I loathed pity. Avoided it at all cost. But right then, from Ramsey of all people, the absence of it felt like a slap to the face. “Shut up! You don’t know what you’re talking about. I watched her die. Do you have any idea how hard that was?”

“Yeah!” he yelled back. “Probably a lot like watching my mom back out of the driveway knowing she was never coming back.”

My chest heaved as I opened my mouth, ready to scream exactly how much I hated him, but nothing came out.

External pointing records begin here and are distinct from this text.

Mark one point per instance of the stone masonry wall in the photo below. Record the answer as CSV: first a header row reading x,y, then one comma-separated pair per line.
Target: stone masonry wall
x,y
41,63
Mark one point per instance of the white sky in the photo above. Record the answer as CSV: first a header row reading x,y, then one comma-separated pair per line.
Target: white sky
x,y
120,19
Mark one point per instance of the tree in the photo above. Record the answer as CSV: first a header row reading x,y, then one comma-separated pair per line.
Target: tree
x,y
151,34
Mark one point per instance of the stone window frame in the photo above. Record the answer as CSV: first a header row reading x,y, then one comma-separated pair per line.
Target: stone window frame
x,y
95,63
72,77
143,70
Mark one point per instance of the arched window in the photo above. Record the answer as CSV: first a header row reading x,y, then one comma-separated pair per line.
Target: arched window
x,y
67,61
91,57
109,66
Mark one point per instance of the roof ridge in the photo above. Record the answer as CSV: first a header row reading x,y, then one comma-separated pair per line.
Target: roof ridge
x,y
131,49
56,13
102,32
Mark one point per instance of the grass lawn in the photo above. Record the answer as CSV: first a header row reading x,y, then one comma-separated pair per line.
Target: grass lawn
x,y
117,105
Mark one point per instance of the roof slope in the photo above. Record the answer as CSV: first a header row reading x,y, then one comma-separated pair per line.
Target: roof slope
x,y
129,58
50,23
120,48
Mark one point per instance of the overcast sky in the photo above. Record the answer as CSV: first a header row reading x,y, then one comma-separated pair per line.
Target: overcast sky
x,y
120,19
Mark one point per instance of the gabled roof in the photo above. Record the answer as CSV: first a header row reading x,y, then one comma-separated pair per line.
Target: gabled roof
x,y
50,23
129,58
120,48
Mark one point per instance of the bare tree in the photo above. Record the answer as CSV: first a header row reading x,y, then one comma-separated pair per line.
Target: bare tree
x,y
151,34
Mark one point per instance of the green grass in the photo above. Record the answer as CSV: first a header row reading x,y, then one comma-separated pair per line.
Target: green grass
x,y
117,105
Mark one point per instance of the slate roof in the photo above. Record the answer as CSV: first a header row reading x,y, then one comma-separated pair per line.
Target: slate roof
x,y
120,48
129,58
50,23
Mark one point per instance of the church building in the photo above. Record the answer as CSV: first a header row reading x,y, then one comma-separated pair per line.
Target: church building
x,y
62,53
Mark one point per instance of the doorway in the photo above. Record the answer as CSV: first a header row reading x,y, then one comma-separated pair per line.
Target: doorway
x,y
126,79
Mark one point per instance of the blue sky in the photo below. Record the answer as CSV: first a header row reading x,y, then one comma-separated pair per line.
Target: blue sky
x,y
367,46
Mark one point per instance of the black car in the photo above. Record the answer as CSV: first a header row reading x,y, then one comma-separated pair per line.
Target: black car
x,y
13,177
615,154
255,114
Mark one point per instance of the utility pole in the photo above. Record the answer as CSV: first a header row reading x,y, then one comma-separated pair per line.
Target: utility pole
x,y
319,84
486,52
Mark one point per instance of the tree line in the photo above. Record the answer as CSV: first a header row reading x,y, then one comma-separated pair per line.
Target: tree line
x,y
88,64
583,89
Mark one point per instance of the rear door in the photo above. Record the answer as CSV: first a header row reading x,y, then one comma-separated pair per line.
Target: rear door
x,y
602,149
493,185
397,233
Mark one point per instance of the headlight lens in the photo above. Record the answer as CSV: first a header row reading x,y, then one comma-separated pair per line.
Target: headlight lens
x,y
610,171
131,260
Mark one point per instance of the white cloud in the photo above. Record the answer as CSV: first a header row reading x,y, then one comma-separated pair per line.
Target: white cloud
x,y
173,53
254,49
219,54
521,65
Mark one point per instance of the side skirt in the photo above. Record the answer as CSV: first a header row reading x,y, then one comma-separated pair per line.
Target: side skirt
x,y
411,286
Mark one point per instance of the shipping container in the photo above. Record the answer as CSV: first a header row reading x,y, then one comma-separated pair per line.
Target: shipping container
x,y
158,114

Ramsey hadn’t mentioned his parents much. I’d seen his dad once in the driveway coming home from work, but I didn’t spend a lot of time outside. Ramsey was always so happy that I assumed he had a decent parent. Though I might have been too preoccupied with my own emotional turmoil to notice the signs of his. Or maybe whatever this was about had just happened.

My heart shattered as understanding suddenly dawned on me.

Tragedy and crap parents weren’t isolated to me.

“What happened?” I asked. It was quite possibly the first question I’d ever asked him—or at least the only one where I cared about the answer.